家族を愛してやまぬ平凡な「おじいちゃん」が味わう日々の幸せライフを綴ってみました。

コラム・節約は夢のために

2015年04月08日 00時17分52秒 | 文芸
節約は夢のために

(独立するんだ!自分の店持つぞー!)
 人生で初めてとも言える目標を立てた。
 レストランに勤めて、アパート住まいのひとり身。二十四歳だった。手取り十五万円で家賃は一万五千円。外食と遊興費を減らせば、月に十万円は貯金出来る。それで独立資金は充分まかなえる。単純明快な思考で走り出したわたし。
 実家は農家。米や野菜を送って貰って自炊を実行した。喫茶店で飲んでいた珈琲も、インスタントもので済ませた。間食は誰かの奢りでないと一切とらないと決めた。
 トイレは勤務先で済ます。昼飯は、仕事場の残り物をつまみ食いして腹を満たした。公園で休日を過ごす方法も身に着けた。
 それやこれやで徹底した節約の成果はしっかりと現れた。

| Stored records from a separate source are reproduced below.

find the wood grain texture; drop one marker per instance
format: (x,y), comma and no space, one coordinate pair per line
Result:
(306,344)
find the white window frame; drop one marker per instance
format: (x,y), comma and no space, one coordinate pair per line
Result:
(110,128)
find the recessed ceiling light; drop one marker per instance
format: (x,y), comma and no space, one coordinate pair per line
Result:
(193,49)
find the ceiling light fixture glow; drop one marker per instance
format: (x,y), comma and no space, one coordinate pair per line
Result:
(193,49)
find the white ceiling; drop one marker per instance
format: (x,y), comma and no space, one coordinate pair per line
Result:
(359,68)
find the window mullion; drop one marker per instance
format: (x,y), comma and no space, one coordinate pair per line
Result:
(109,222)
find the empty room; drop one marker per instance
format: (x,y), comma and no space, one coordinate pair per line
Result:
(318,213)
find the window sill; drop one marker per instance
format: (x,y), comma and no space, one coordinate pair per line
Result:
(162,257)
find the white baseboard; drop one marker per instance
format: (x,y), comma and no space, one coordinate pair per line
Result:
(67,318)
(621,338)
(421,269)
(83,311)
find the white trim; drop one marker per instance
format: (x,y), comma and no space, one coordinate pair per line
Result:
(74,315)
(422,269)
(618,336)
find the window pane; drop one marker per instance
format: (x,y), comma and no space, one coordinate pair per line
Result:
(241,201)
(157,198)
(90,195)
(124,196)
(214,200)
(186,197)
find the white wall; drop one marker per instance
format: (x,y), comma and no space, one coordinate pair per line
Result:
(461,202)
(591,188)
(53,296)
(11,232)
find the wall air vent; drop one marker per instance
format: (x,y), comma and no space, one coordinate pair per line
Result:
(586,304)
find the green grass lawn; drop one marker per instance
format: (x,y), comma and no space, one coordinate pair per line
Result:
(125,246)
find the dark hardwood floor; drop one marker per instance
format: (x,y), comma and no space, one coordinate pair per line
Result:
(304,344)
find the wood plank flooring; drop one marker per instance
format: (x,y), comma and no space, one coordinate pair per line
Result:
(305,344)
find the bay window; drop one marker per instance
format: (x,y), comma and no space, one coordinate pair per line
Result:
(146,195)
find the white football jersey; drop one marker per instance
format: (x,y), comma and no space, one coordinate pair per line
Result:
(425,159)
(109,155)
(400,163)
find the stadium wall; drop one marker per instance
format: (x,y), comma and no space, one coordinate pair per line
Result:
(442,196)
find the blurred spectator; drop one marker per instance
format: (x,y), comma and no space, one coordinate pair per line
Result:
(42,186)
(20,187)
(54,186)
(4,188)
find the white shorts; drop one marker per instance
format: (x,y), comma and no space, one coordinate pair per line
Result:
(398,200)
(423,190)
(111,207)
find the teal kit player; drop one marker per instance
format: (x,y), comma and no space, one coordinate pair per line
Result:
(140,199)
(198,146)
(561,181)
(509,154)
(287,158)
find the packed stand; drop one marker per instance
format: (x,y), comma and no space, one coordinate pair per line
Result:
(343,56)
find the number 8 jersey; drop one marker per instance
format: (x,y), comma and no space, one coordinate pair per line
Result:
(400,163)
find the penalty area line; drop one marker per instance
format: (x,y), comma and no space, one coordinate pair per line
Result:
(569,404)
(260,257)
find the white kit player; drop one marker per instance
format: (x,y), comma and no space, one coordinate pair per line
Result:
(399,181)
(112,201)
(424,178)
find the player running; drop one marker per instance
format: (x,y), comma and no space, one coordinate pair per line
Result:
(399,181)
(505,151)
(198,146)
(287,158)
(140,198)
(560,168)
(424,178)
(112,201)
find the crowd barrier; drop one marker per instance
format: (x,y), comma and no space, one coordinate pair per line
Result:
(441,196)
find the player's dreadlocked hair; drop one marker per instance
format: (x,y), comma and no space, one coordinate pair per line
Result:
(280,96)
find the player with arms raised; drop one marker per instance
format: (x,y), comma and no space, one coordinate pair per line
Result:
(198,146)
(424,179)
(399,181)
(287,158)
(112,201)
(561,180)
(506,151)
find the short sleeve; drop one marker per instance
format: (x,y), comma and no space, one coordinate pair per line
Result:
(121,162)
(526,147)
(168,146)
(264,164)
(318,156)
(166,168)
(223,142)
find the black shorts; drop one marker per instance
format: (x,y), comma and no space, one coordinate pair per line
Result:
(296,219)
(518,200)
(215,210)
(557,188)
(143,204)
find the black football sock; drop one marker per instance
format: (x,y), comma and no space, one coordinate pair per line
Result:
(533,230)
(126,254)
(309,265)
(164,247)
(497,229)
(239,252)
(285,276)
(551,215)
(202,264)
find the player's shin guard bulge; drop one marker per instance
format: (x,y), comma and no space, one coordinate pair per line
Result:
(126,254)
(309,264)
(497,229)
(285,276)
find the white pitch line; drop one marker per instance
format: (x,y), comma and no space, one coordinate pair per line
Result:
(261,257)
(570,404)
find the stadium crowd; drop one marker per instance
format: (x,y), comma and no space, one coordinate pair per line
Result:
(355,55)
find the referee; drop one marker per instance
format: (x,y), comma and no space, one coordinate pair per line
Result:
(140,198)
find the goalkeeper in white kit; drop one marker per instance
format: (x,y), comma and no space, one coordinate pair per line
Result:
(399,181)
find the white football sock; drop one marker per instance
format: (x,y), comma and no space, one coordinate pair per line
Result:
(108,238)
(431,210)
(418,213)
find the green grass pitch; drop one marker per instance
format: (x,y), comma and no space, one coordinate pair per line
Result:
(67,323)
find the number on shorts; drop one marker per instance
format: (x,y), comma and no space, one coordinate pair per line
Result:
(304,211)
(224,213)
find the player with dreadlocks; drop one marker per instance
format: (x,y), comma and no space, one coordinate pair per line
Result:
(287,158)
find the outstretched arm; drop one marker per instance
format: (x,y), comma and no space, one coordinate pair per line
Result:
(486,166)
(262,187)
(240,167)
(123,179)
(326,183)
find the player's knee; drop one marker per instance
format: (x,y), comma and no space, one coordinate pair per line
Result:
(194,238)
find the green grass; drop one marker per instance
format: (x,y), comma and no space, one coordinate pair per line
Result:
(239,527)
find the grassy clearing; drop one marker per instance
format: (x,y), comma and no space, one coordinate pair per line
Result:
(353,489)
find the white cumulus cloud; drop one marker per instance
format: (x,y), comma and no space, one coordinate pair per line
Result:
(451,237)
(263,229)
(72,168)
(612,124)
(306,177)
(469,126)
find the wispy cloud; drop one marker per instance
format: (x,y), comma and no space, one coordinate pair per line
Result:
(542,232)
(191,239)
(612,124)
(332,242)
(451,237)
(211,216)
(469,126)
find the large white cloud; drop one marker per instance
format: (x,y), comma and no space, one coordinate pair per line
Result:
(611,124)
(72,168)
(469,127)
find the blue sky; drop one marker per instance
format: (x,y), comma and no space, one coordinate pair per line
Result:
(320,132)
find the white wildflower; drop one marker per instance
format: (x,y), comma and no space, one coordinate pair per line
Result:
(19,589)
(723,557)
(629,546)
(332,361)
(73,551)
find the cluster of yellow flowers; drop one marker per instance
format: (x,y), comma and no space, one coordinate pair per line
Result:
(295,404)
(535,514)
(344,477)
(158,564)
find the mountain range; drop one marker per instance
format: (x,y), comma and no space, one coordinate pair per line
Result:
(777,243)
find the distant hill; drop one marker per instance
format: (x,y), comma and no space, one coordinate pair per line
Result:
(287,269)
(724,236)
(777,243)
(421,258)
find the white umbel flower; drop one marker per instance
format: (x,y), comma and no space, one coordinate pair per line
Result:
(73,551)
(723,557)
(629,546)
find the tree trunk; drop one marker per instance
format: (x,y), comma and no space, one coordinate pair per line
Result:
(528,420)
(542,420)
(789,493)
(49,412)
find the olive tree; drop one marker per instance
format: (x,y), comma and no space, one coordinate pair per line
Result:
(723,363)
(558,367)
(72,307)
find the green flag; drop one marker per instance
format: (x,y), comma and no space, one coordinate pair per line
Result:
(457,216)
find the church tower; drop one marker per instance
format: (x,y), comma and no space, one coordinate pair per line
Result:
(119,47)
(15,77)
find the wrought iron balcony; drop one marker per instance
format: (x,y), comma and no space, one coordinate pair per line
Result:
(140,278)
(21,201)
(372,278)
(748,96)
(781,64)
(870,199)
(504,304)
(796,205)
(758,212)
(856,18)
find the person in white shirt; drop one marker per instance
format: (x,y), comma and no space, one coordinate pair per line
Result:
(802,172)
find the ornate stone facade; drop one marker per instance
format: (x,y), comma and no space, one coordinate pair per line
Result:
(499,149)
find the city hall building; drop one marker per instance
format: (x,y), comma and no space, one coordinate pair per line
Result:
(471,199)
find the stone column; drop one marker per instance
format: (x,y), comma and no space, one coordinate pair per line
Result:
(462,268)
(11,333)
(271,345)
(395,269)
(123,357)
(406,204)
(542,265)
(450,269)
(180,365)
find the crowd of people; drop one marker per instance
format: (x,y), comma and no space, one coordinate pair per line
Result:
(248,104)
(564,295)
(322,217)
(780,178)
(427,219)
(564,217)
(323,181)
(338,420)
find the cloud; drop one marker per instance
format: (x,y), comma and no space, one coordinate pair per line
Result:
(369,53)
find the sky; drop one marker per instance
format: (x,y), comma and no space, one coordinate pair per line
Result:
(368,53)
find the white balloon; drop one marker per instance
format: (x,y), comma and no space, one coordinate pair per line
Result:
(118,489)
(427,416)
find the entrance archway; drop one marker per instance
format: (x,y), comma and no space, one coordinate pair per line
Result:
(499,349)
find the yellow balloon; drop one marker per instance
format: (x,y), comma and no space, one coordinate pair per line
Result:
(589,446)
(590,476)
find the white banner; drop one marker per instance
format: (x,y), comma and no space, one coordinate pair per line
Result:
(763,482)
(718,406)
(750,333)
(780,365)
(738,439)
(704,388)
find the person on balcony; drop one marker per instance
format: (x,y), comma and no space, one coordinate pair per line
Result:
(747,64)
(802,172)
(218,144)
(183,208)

最初の月末、手元に残ったお金は十二万円!すぐさま銀行で口座を作った。真新しい通帳を手にした時の嬉しさは格別だった。
(これなら、やれる!)と自信を持った。
 毎月、通帳の数字が増えていくのを、ドキドキワクワクしながら毎回確認した。
 ちょうど三十歳で貯まった額は六百万円。自己資金には充分過ぎる。融資を受けて、店舗を借りれば、独立の夢は叶う。胸のうちに快哉を上げた。
 夢と希望を一途に目指す若さが成し遂げたものは、生きる自信と逞しさを伴った。結婚し家族を持つのにつながる成果だった。
 あの節約生活は、わたしが生きた証しでもある。